Amid the changing work landscape, pressure is on both educational institutions and students to keep pace with the changing demands of employers.
In an article published in The Conversation, Kate Torii, a policy analyst at Victoria University’s Mitchell Institute, said students need to be exposed in the world of work and build connections with professionals – not just learn the tricks of the trade firsthand.
In July 2018, the Mitchell Institute released a report recommending that all students have work experience before they finish schooling as “schools alone cannot foster all of the skills and capabilities that young people need to find success in work and life.”
The study further encouraged more partnerships between schools and industries to smooth out the transition from schools to careers, address workforce gaps, and improve community ties.
“Varied opportunities to engage with the world of work, through career talks, mentoring, and excursions to job sites can be valuable from primary school through to secondary school, particularly for students at risk of disengagement,” Torii said.
“Early exposure is critical to ensure that students can make informed decisions about future career pathways.”
Government intervention recommended
State governments should also take part in school-industry partnerships to make sure that their efforts work, according to the Mitchell Institute’s report.
One way the government can participate is to monitor if the school-industry partnerships work or if these have gaps in execution. State governments should also make sure that work experience partnerships are a priority in schools and are receiving the needed time and resources to succeed.
Lastly, state governments should also remove barriers to improve ties between schools and industry partners, such as clearing regulatory and governance issues, helping find partners and settle mutual needs between institutions.
Students taking charge
But despite existing work experience programs in schools, some students still find their experience to be lacking.
Hannah Ahn and Bagavathy Menon, both Year 12 students at Chatswood High School, might have just found a solution to this problem.
After experiencing a disappointing Year 10 work experience, Ahn and Menon founded Yakka, an online platform which helps connect students with businesses for their work experience.
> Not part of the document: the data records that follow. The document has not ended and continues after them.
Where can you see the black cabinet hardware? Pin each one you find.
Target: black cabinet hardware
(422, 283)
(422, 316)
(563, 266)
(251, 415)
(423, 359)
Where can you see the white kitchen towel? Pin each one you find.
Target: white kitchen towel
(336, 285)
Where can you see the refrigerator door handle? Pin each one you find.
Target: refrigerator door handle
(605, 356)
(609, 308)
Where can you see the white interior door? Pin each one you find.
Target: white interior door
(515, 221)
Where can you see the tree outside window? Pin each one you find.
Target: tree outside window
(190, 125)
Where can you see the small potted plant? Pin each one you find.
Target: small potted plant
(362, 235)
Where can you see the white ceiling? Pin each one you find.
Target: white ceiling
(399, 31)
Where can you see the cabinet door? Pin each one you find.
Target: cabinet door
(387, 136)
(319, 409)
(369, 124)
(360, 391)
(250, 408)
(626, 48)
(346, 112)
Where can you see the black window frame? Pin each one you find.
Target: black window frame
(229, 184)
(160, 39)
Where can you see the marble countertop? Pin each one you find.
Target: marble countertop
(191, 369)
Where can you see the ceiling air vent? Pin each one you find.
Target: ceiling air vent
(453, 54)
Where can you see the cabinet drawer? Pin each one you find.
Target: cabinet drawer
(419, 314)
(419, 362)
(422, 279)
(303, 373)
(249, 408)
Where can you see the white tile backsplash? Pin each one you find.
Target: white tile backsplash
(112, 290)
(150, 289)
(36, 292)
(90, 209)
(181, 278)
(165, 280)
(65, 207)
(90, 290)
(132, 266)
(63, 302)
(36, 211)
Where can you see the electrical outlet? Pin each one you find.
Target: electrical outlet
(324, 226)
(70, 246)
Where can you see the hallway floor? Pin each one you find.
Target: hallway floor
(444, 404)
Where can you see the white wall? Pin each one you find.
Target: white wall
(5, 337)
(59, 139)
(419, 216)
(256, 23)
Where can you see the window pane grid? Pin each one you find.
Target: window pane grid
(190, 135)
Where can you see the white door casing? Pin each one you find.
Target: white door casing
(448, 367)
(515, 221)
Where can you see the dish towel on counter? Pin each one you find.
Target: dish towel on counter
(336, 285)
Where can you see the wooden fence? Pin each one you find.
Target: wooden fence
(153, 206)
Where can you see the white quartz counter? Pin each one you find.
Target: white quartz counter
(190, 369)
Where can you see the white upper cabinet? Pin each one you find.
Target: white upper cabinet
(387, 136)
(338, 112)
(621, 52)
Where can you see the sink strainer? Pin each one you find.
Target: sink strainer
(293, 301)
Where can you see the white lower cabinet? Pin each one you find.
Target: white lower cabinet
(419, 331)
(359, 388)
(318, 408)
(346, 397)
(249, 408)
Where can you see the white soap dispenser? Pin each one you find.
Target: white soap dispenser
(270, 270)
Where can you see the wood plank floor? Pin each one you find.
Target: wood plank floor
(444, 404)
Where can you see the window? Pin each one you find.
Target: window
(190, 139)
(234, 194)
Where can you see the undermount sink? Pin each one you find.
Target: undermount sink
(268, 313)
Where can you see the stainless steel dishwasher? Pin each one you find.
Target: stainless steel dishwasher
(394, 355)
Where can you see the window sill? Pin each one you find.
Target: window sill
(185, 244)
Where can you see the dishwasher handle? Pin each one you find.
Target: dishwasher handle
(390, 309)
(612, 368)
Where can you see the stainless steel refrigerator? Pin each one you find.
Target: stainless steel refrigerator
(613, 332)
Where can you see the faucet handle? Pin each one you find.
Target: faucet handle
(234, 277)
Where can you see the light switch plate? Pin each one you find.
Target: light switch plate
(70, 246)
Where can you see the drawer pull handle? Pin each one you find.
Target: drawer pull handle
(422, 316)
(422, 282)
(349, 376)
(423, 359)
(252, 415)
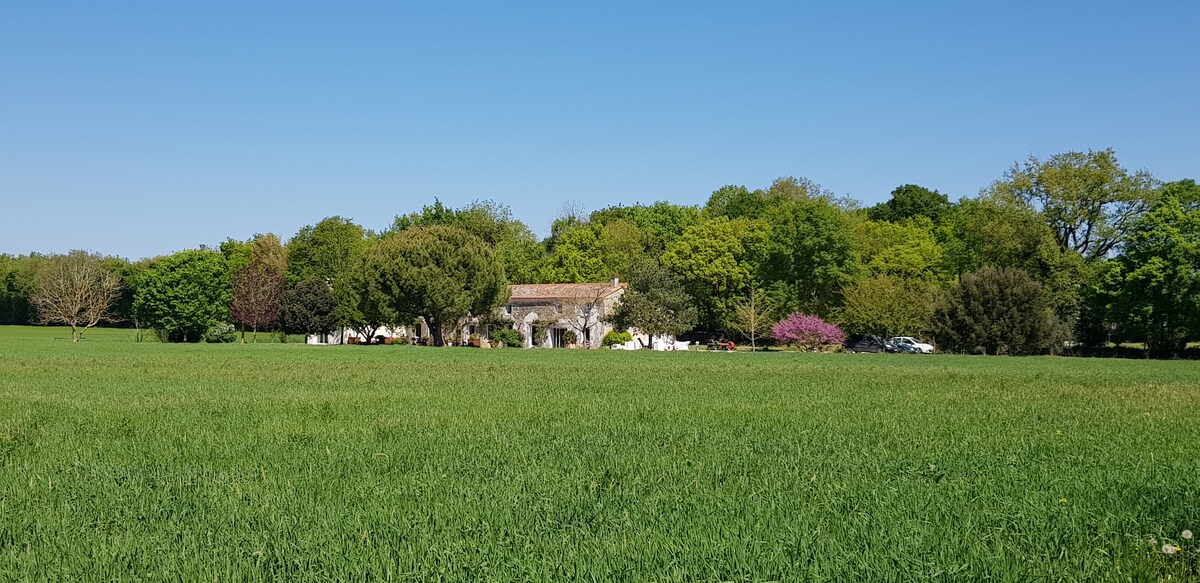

Through Yakka, companies can find the most suitable student candidate from a pool of applicants. Students can also find the kind of work experience they’re after.
Prior to the creation of Yakka, both students took part in Generation Entrepreneur’s iEntrepreneur incubator program in July 2018 where they received training as well as funding to materialise their idea.
So far, Ahn and Menon have already tied up with nine organisations to offer 14 work experience opportunities to secondary students. Yakka itself was already pitched to over 300 people.
Though fuelled by their lacklustre work experience, Menon said she was also inspired by their school’s curriculum.
“Consequently, I am fully engaged in the business sphere and am able to draw from my understanding of legal frameworks to contribute to Yakka’s ongoing success,” Menon said.
Ahn, for her part, said she was able to develop Yakka through her background in volunteering and freelance brand design work.
Chatswood High School Principal David Osland noted that both students have taken part in various entrepreneurial activities over the past two years.
“Students at Chatswood High School begin their journey towards being young entrepreneurs through classes in the junior school where they learn design thinking, critical and creative thinking, team work and communication skills,” Osland said.
The school’s social science faculty handles a variety of programs to expose students to entrepreneurial activities such as project-based learning initiatives for Year 8 students, the Australian Business Week for Year 10 and the $20 Boss School Program.
“This grounding is supported by our partnership with Generation Entrepreneur and opportunities such as [Menon’s] UBS scholarship which allows students to gain industry experience while still at school,” Osland said.